Beberapa produk yang menjadi andalan pabrik gula tua, khususnya yang banyak berada di pulau Jawa menghasilkan produk gula putih kristal dan gula tetes, keduanya menggunakan bahan baku dari tanaman tebu.

Ke dua produk ini sekarang harus bersaing keras dengan gula impor maupun gula lokal yang banyak beredar di pasaran.  Bicara tentang peran pabrik gula dalam meningkatkan ekonomi daerah, ada dua faktor yang dapat dikembangkan, yaitu pemasaran produk pabrik gula dan pemasaran wisata pabrik gula.

Pemasaran Produk

Produk pabrik gula yang saat ini lebih banyak dipasarkan melalui pasar tradisional maupun melalui distributor gula, dan masih sangat tergantung pada masa panen tebu perlu dilakukan penelitian lebih lanjut guna pengembangan bahan baku, pengembangan hasil  produk dan pemasarannya.

Guna meningkatkan kualitas dan mutu tebu perlu penelitian yang memadai untuk tanaman tebu yang menjadi bahan baku gula. Untuk itu perlu dilakukan kerja sama dengan pihak pendidikan tinggi, khususnya fakultas pertanian. Pembibitan tebu bersama penduduk sekitar perlu terus ditingkatkan, agar makin banyak penduduk yang berminat menanam tebu, salah satunya dengan menerapkan pola bagi hasil yang saling menguntungkan.

Produk yang menjadi andalan saat ini berupa gula putih kristal dan gula tetes perlu ditingkatkan skala pemasarannya, juga perlu dilakukan penelitian guna mendapatkan diversifikasi produk yang lebih dapat diterima pasar. Bila pemasaran saat ini hanya melalui pasar tradisional dan koperasi, perlu dikembangkan produk-produk baru yang dikemas lebih menarik agar bisa masuk ke pasar modern (super market atau mini market).

Proses produksi pabrik gula juga perlu ditingkatkan dengan menerapkan standar manajemen mutu (ISO 9001), mendapatkan sertifikasi SNI untuk produk-produknya serta mendapatkan sertikat halal seperti yang dipatok oleh Kementerian BUMN.

Pabrik gula tua, sebagai contoh PG Ngadirejo di Kediri yang dikelola oleh PT Perkebunan Nusantara X ternyata mampu mentargetkan laba yang sangat signifikan di tahun 2012 yaitu senilai Rp. 126 milyar dan mencapai tingkat rendemen tertinggi.  PG Ngadirejo mampu membukukan laba mulai tahun 2008 Rp. 13.5 milyar, tahun 2009 naik menjadi Rp. 18.5 milyar. Tahun 2010 laba menjadi Rp. 87.4 milyar dan pada tahun 2011 berhasil meraup laba  Rp. 111 miliar.

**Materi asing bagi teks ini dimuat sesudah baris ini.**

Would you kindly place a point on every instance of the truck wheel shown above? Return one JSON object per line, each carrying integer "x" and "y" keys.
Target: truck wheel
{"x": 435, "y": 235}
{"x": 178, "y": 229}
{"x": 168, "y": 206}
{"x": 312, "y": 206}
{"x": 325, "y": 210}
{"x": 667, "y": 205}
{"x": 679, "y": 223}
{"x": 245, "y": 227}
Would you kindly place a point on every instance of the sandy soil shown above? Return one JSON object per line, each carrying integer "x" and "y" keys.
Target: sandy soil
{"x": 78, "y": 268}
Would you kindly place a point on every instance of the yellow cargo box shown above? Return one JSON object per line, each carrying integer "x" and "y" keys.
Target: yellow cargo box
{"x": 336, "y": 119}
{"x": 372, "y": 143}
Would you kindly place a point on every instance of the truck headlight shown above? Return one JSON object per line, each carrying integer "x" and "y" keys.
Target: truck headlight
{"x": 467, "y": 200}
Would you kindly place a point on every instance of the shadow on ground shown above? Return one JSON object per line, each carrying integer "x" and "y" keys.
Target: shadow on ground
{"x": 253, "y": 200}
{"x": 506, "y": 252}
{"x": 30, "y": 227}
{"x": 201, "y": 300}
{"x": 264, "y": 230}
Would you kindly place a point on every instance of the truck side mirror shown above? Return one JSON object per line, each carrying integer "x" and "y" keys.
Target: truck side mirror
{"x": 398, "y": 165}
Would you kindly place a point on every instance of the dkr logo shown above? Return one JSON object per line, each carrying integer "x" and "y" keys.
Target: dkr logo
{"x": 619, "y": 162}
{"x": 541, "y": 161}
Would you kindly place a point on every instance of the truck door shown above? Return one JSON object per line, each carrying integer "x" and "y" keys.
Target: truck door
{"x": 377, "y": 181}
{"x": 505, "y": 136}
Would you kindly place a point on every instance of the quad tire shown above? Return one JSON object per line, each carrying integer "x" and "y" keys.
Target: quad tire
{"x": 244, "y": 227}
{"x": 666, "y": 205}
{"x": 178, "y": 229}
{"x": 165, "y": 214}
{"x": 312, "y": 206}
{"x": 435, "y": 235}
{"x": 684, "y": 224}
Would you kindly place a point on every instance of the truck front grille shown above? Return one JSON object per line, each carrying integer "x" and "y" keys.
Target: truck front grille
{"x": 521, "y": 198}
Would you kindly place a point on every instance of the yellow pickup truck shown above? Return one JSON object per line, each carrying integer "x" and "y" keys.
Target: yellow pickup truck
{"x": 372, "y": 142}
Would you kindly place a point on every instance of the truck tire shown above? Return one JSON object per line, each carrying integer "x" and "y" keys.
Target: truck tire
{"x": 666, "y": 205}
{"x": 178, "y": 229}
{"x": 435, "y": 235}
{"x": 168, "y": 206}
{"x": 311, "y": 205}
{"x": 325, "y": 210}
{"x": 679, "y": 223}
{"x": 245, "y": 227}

Total produksi PG Ngadirejo saat ini mencapai 727 ribu kuintal dan mencapai tendemen 8.69 persen. Unjuk kerja yang bagus ini dicapai dengan perpaduan sisi budi daya tebu dan pengolahan di pabrik. Sistem ini memungkinkan terjadinya peningkatan produktifitas dan sekaligus meningkatnya kepercayaan antara petani tebu dan manajemen pabrik.

Pada peringatan satu abad (1912-2012) PG Ngadirejo telah diluncurkan buku berjudul “Seabad Pabrik Gula Ngadrirejo Menepis Keraguan Menggapai Keberhasilan”. Buku tersebut memuat sejarah pendirian dan perkembangan pabrik gula sejak 1912 hingga 2012.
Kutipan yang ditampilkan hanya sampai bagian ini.